Hizo, de su carácter y de su actitud ante la vida, una fe poética.
Hizo, de su fe poética, un carácter, una actitud ante la
vida.
III
Probablemente no la recordemos, cuando el tiempo pase con mucho más
brío, como una espectacular figura literaria. Ella eligió
para sí el apartado de los raros, donde Rubén Darío
hubiera podido
enmarcarla. Por esa misma singularidad, es que me producen tanto escozor
los análisis blandos y vagos alrededor de su escritura, donde fue
labrando con tenacidad un espacio aparte y único en el cual respirar.
Su ala oscura de rebeldía se abre y tensa allí, en la página
donde alcanzó a dar testimonio de su diferencia. Lo demás
es el mito sonrosado o negro en el cual intentan redescubrirla unos y otros.
Para leer en ella hará falta un gesto de sutileza que todavía
deberá ser madurado por el propio tiempo que tanto le preocupara.
Y la madurez, también, de un ámbito literario donde comprender
a un escritor alcance a ser un ejercicio tan sutil como el que ese propio
escritor nos exige, y no anclado a la apología o a la hagiografía
que tanto nos abruma. La literatura cubana ha sido misteriosamente pródiga
en autores “raros”. Milanés, Casal, Martí, Juana Borrero,
Poveda, Enrique Loynaz, Angel Escobar... son sólo algunos nombres.

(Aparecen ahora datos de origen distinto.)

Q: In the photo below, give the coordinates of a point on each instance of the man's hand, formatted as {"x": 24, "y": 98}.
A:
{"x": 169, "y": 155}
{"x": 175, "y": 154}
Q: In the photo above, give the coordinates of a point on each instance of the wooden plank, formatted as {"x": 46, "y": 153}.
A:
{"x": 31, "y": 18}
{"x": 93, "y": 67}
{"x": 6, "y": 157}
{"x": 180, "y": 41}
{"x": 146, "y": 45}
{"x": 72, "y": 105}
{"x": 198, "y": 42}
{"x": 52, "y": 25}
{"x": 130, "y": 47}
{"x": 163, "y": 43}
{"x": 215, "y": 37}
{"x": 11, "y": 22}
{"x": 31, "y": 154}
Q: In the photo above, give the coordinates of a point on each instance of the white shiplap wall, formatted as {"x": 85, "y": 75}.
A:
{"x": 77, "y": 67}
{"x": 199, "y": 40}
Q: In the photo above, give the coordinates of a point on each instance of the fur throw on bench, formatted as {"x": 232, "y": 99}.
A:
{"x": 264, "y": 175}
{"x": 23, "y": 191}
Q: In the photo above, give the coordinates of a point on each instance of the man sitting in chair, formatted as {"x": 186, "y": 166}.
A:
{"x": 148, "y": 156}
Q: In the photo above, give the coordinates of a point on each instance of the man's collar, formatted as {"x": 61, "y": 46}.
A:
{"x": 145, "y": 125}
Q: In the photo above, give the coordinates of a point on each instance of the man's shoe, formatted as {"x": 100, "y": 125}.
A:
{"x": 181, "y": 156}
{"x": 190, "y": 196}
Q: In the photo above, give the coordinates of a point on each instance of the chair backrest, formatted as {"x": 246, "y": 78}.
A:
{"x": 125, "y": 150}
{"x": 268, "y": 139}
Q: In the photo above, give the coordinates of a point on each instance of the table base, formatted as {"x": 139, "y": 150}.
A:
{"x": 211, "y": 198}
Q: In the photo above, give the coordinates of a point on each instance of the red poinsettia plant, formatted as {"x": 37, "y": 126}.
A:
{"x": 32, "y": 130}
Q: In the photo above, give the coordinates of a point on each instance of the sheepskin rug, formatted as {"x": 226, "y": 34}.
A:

Debiera avergonzarnos la sosez con la cual generalmente hemos hablado de
la calidad de sus extrañezas. Debiera extenderse sobre nosotros
esa ala oscura de rebeldía que batía sobre ellos su inconformidad.
Otra será la historia de las letras de este país cuando esos
velos se descorran. Acaso la Isla sea también otra entonces. Otro
el espejo donde mirarnos.
Dulce María Loynaz tuvo un mito y una literatura. Creó su
mito a la par que su literatura: en ambos dejó huellas de su carácter.
Quiero insistir en el final y entender –perdóneseme-, ese, su carácter,
su conciencia de soledad, como el mayor aporte que nos ha hecho: ese gesto
de independencia negada a reconocerse en los corrillos de los otros, esa
suficiencia que la dejó saberse reclamada y respetada, más
allá aún de la permanencia activa de sus estrofas en nosotros.
Los poetas de Cuba tendrán en ella un referente ante el cual describir
nuevos trazos (estudios de género, como les llamamos hoy, corriendo
para recuperar nuestro atraso en la materia). Los lectores del futuro se
preguntarán siempre, ante sus libros, quién fue esta mujer.
Nosotros aún no lo sabemos del todo. Por ello hablamos de ella aquí,
revolviendo su misterio. Después de todo, al hablar y dialogar sobre
los orígenes, tendremos que volver siempre a su nombre. Recordémoslo,
ya nos lo dijo alguna vez: ella, llegó primero.